Check the port after startup:

```text
http://127.0.0.1:9222/json/version
```

Programmatic API:

```python
from unicrawler import start_chrome_cdp

# auto headless by platform (Windows: False; Linux/macOS: True)
proc = start_chrome_cdp(port=9222, profile_dir="./chrome_cdp_profile", incognito=False)
```

#### Option B: Provided Scripts

```powershell
powershell -ExecutionPolicy Bypass -File scripts\start_chrome_cdp.ps1 -Port 9222 -ProfileDir .\chrome_cdp_profile
```

```bash
bash scripts/start_chrome_cdp.sh --port 9222 --profile-dir ./chrome_cdp_profile --headless
```

### Usage and Example (Amazon Example)

Unified usage instructions and complete examples are integrated here for easy reference.

**Step 1**: Start the Browser (Mandatory)
Follow the previous section to start the browser and ensure the debugging port is ready.

**Step 2**: Run the Amazon Example (Crawl + Parse + Store)
Example script: `use_test.py`

```bash
# Run the example (Windows / Linux / macOS compatible)
python use_test.py
```

The example performs the following steps:

1. Collects Amazon search results for the keyword “table” (2 pages, up to 10 results).
2. Parses and filters structured fields like image links and titles.
3. Displays the top results in the console.
4. Saves the complete results to `result.json`.
5. Writes the data to the database (ensure database connection is configured correctly).

### Python Example Code

```python
from unicrawler import crawler, parser, writer
from unicrawler.config import PostgreSQLConfig
import json

# Amazon search configuration
url = "https://www.amazon.com/s?k=table"
what = "image links, titles"  # <--- Natural Language Description: No CSS selectors needed!

# Crawl data
crawl_result = crawler.crawl(url, what=what, page_limit=2, item_limit=10)
raw_items = crawl_result.pages if crawl_result and crawl_result.pages else []

# Parse data
parsed_items = parser.parse(raw_items, what=what, mode="auto")

# Print results
print(f"\nCollected {len(parsed_items)} items\n")
for i, item in enumerate(parsed_items[:5], 1):
    print(f"[{i}] {item}")

# Save as JSON
with open("result.json", "w", encoding="utf-8") as f:
    json.dump(parsed_items, f, ensure_ascii=False, indent=2)
print(f"\nData saved to result.json")

# Database configuration
db_config = PostgreSQLConfig(
    host="localhost",
    port=5432,
    db="testdbforunicrawler",
    table="products",
    user="postgres",
    password="yourpassword",
    schema="public"
)

# Write to database
rows_written = writer.write_to_db(parsed_items, db_config=db_config)
print(f"Successfully wrote {rows_written} rows to the database")
```

### Database Configuration (Required to Enable Database Storage)

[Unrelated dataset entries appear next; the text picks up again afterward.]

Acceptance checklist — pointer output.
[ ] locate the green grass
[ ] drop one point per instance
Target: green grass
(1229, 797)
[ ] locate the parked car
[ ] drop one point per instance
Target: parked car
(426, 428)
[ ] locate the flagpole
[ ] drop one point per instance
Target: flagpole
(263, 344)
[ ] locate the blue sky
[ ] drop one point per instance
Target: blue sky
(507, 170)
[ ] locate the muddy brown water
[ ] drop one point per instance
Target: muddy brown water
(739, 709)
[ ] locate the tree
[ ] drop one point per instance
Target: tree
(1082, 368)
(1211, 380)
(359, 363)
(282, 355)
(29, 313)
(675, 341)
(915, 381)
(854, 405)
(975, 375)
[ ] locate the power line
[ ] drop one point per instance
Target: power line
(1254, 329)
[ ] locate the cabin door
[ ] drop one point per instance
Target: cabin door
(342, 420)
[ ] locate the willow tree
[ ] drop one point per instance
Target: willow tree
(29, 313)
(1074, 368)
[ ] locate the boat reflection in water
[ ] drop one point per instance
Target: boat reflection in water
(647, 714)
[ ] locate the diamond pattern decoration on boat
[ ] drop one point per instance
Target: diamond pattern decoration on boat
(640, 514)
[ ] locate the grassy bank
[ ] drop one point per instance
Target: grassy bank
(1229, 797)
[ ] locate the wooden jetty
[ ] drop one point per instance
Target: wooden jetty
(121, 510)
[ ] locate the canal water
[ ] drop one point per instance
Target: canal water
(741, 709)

Fill in your database connection information in the `use_test.py` script (PostgreSQLConfig):

* `host/port/db/schema`
* `user/password`
* `table` (suggest naming by site to avoid mixing data)

After completing the configuration, the script will collect and parse the data, then store it in the database, displaying the number of rows written.